In my case, I decided after a few transcriptions that I wasn’t that interested in the length of pauses, being satisfied with notation for a short pause and a longer one. For very long periods of people not talking I would give a time frame for this, with any background noises going on. I decided, however, that tone of voice could be important in situations such as the one described above, or in patches of speech where high emotion is being portrayed. Since my research question is how people are feeling during exercise, it seems stupid to ignore information in someone’s voice representing to others how they are feeling (note, I’m not claiming to know how they are feeling, just how they are representing this). Similarly, I found that non-speech noises conveyed affect-laden information, which cannot be discarded if you are trying to understand subjective experiences of participants. Some were general sounds heard in everyday conversation: laughing, shouting, whooping, sighing. And some seemed exercise-specific. Panting, heavy breathing (OK, maybe not ONLY specific to exercise…) and other odd noises which I have found extremely hard to transcribe but which seem important in conveying information about how the participant is suffering/struggling/coping/enjoying the exercise. You could probably do an entire analysis based on just these noises! I don’t intend to, but I do intend to consider them in my analysis, as they are unique to this context and also informative. I’m not quite sure yet HOW they are informative, I need to think about this a bit more.

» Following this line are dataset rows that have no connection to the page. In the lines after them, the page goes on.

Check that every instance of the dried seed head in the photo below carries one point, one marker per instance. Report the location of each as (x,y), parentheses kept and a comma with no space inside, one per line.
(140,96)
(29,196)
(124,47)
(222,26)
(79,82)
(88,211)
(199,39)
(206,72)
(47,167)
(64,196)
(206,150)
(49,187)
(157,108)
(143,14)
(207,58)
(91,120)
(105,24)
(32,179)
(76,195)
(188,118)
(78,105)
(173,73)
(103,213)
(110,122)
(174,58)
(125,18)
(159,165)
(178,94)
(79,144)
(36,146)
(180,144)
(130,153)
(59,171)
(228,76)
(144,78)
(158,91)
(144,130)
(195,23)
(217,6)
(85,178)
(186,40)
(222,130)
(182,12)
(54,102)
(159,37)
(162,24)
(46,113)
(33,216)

One situation I have noticed occurring a few times now is when a participant gives quite a positive rating for how they are feeling, but their ‘affect noises’ give a different story. The participant says they are feeling fine, no problem, yet they are breathing heavily and making sighing noises or sudden expulsions of air suggesting effort or frustration. Without wanting to say that either is the ‘true’ picture of how the person is feeling, it might mean that the person does not wish to share their negative feelings with the researcher due to embarrassment or a wish for privacy. Or, it might mean that the person is suffering and struggling with the exercise but that they still ‘feel good’ because they are determined to finish and this determination feels good. They may be proud of what they have achieved so far and this feeling of pride outweighs physically unpleasant symptoms, leading to an overall positive evaluation. Ekkekakis’s ‘dual mode’ theory of exercise-related affect (discussed in an earlier blog) suggests this could certainly be the case.

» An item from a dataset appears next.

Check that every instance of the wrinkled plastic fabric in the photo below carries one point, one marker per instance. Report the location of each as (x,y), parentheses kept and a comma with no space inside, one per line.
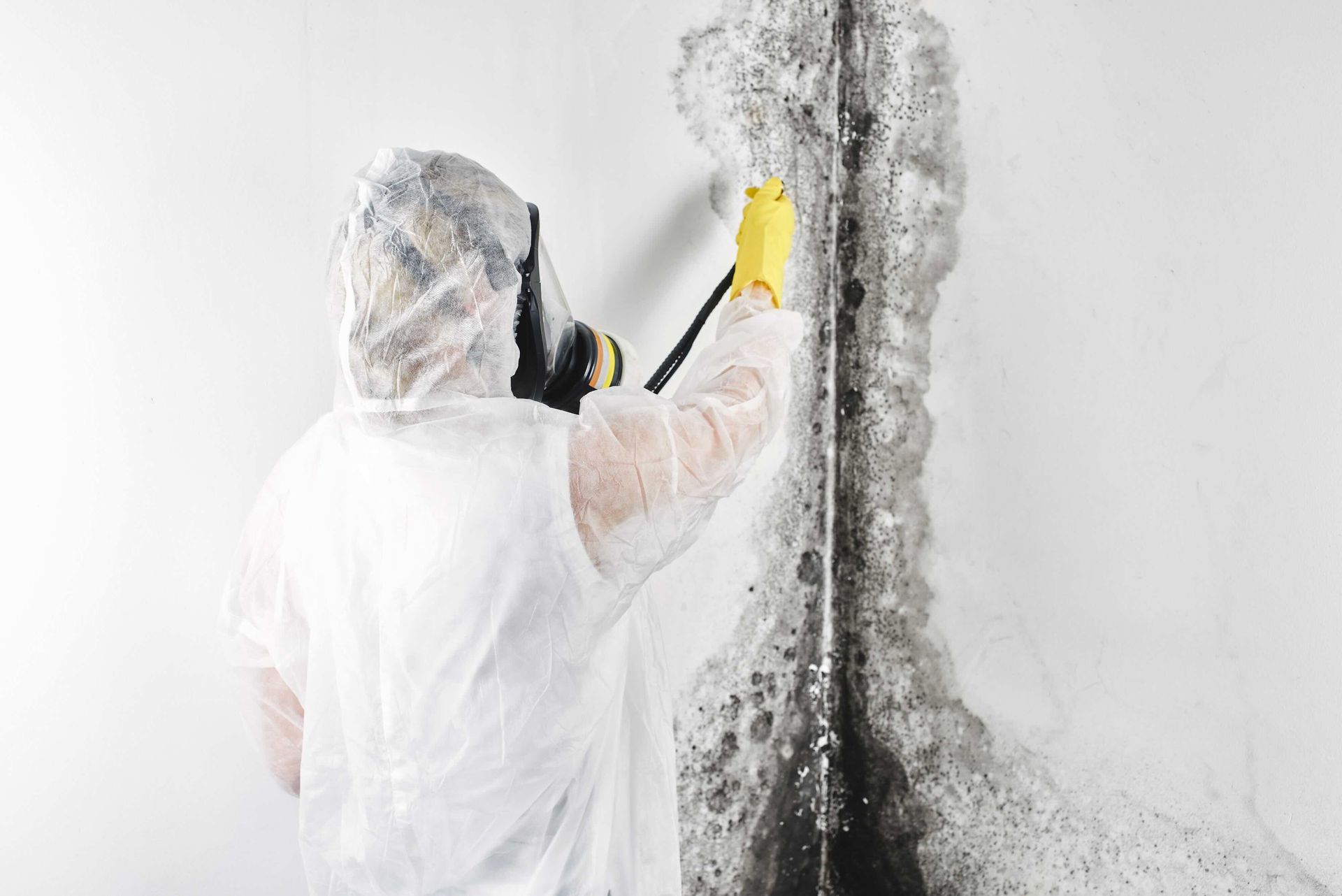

This is an early stage in my transcriptions, but I’ve found it very interesting and useful to reflect on issues surrounding transcription and choices which are made regarding transcription.  My next step is to make a more structured list or protocol of my transcription choices, both to document some of these and also to ensure consistency across transcriptions. I’m sure this will evolve as I do more transcribing and reflect further on how transcription will best match my research questions, but so far I’ve found it a great reflexive exercise already, which will hopefully make for better, more rigorous research.